The Running Dream
On my roll-off.
On mastering ramps.
By Thursday I’m confident enough to leave my cane at home, which feels like a huge step forward, and random people who I don’t even know tell me how awesome it is to see me walking.
But then comes a huge step back.
At lunch Kyro breaks it to Fiona and me that Gavin’s newspaper article has brought in only forty dollars. “I don’t understand it,” he says, raking his long fingers along his hair. “I was sure there would be an outpouring of goodwill.”
“Maybe it’s still coming?” Fiona says.
He sighs. “Let’s hope. Unfortunately there’s often a deep, wide abyss between good intentions and concrete action. And as unfair as it is, after a few days any story becomes old news.” He looks at me. “It’s disappointing, but don’t worry. We’ll raise the money.”
Still. I can’t help but be discouraged, and Rosa picks up on my mood in math.
What’s wrong? she writes in a note.
The running leg’s a pipe dream.
She slips the note back.
So was walking.
Ms.
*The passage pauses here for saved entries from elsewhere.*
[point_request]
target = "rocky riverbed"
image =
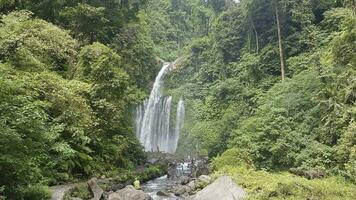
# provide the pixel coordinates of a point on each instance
(183, 181)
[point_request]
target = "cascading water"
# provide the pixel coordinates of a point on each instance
(153, 118)
(179, 125)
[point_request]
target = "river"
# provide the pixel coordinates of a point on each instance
(164, 183)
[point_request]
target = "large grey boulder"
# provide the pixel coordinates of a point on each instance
(95, 188)
(222, 188)
(129, 193)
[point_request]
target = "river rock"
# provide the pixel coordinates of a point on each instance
(129, 193)
(191, 185)
(182, 190)
(184, 180)
(97, 191)
(222, 188)
(202, 181)
(163, 193)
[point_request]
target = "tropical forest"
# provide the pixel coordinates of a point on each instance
(177, 99)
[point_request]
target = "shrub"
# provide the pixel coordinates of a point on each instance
(233, 157)
(37, 192)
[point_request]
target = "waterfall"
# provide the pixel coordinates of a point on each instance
(179, 125)
(152, 118)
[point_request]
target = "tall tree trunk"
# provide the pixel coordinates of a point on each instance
(257, 42)
(281, 52)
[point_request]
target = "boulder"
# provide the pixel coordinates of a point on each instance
(191, 185)
(95, 188)
(222, 188)
(184, 180)
(163, 193)
(202, 181)
(182, 190)
(129, 193)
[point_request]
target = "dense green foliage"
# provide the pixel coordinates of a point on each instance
(264, 185)
(71, 71)
(64, 96)
(236, 99)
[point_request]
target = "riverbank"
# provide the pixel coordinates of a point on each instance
(82, 190)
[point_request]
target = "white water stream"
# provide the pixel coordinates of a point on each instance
(153, 118)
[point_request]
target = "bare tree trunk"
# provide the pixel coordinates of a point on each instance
(281, 52)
Rucker is watching me, so I hide the note and focus on the board.
Until Rosa slides another note my way.
Don’t look so far ahead.
I slip the note into my backpack and find my mood spiraling even further downward. Looking ahead is what’s been giving me hope. I’ve wanted to believe that somehow we’ll be able to gather twenty thousand dollars. I’ve wanted to believe that I’ll run again.
But hope now feels so fragile.
Too fragile to touch.
AFTER SCHOOL I SEE THE TRACK TEAMS loading onto a bus.
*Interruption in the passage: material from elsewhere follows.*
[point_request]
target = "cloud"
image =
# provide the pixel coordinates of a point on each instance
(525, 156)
I stand in the distance and watch, feeling cold and shaky.
How can they even get on a bus?
I remind myself that it’s not their first away meet since the wreck. There have been two of them, plus the Glenwood Relays.
For them the memory must be fading.
For me it feels like yesterday.
And every tomorrow, for as far as I can see.
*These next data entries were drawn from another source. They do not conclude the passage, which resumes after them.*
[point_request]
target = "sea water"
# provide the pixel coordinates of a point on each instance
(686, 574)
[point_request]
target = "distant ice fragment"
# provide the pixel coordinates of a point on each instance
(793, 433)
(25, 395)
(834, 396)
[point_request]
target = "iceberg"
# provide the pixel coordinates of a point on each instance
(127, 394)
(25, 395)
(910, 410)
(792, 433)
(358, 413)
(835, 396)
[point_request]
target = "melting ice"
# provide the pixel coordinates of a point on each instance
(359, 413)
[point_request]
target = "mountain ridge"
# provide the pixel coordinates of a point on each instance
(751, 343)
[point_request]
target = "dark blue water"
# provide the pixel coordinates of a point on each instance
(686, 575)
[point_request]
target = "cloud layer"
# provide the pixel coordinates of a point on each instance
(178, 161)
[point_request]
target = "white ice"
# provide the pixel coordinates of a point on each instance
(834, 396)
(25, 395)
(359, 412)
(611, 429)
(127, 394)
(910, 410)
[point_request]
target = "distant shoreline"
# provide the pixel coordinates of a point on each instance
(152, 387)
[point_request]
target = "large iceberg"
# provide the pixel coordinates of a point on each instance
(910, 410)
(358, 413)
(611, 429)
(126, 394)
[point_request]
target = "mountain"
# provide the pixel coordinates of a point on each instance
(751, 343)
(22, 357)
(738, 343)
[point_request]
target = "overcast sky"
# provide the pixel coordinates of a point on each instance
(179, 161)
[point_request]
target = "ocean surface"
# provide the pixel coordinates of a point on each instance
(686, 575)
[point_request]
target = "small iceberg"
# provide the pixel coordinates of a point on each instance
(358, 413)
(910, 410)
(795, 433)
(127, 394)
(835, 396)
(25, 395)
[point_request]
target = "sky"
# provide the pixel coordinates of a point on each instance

FRIDAY WHEN I VISIT HANK, he’s very impressed.
“Fantastic,” he says over and over. “Now that’s progress.”
My mom and I exchange glances, and I can tell she’s thinking what I’m thinking: Hank seems so different. It’s like he’s come to life because the monster he’s built has come to life.
He makes lots of little adjustments with his Allen wrench, twisting it inside the little holes in the pipe couplings as he throws around words like adduction and abduction, dorsiflexion and plantar flexion, inversion and eversion. He makes me walk, he adjusts, he makes me walk, he adjusts … and when he’s finally done, he smiles at me. “I saw the article in the paper. Great piece. And if your progress this week is any indication, I have no doubt that you will be running again. Soon.”
“Thanks,” I tell him, and it is nice to see him so enthused. The problem, though, is that his enthusiasm doesn’t stick on me. It’s been a long, hard week, and all I can seem to see is that I’m still having trouble walking.
PART IV
IT’S STILL DARK OUTSIDE. The streetlights glow through the curtains, putting a soft spotlight on Sherlock, who is fast asleep on my bed. He’s curled up next to Lucas the bear near the footboard, his back resting against the wall, his chin on the bedspread facing me. Even in his sleep, he’s watching me. Protecting me.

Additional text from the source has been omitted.